There’s no need for additional oil output cuts beyond what key producers have already agreed, as the global crude market has achieved balance, Interfax reported, citing Russian Deputy Prime Minister Alexander Novak.
“We took this decision only a month ago, and it will come in force from May for the countries that joined the cuts voluntarily,” Novak said in Moscow, referring to OPEC+ curbs, according to the news agency. The voluntary output reductions will be supportive for the market in case of an imbalance, he added.
Russia and its partners in the Organization of Petroleum Exporting Countries plan to hold their next meeting at the beginning of June to discuss the market situation. Some key members of the OPEC+ alliance announced surprise cuts of more than 1 million barrels a day earlier this month, amid concerns of an oversupply. Those curbs came on top of an extension of Russia’s pledge to reduce output by 500,000 barrels a day.

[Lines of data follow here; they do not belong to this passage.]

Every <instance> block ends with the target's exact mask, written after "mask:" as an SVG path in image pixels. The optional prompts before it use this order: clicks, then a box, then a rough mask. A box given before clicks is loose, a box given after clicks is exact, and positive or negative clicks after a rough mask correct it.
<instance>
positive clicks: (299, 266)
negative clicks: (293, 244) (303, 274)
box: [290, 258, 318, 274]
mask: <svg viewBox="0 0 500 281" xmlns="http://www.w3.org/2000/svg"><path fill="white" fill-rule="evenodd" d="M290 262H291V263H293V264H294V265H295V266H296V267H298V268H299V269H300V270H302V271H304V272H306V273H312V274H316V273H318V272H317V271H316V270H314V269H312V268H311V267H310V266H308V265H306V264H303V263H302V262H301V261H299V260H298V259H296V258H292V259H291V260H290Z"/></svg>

In just under a month since the announcement, global oil prices have slumped, supporting the alliance’s concerns. Futures have erased all gains driven by the cuts amid slower than expected economic recovery in China. This has raised questions over whether OPEC+ would see the need to step in once again, announcing even deeper output curbs at the June meeting.
Russia’s own crude production in April has already dropped, as pledged, by 500,000 barrels per day, Novak said, without providing details. Russian output cuts are happening amid lower refinery runs due to seasonal downstream maintenance, he said, according to Interfax.
However, oil throughput at the nation’s refineries has declined only slightly, according to latest industry figures seen by Bloomberg. The nation’s crude oil exports are also robust, tanker-tracking data show, raising questions over what is driving the pledged cuts.
Russia classified its oil statistics last year due to their “sensitive” nature, making it difficult to assess the implementation of supply cuts beyond the assurances of energy officials.
The nation’s total crude oil and condensate output is set to drop 20 million tons this year to 515 million tons, equivalent to 10.34 million barrels a day, according to Novak.
Russia plans to redirect some 140 million tons of crude oil and petroleum-product exports from Europe to Asia this year amid price caps and import bans, Novak said, according to Interfax. As a result, the top Russian energy official expects the nation’s oil and fuel supplies to western markets at around just 80-90 million tons in 2023.
The European Union has banned nearly all crude oil and petroleum product imports from Russia in retaliation to the war in Ukraine, forcing the nation’s producers to find new markets for their supplies. In partnership with the Group of Seven industrialized nations, the EU also imposed price caps on Russian fuel exports to third countries, aiming to limit the Kremlin’s energy revenues.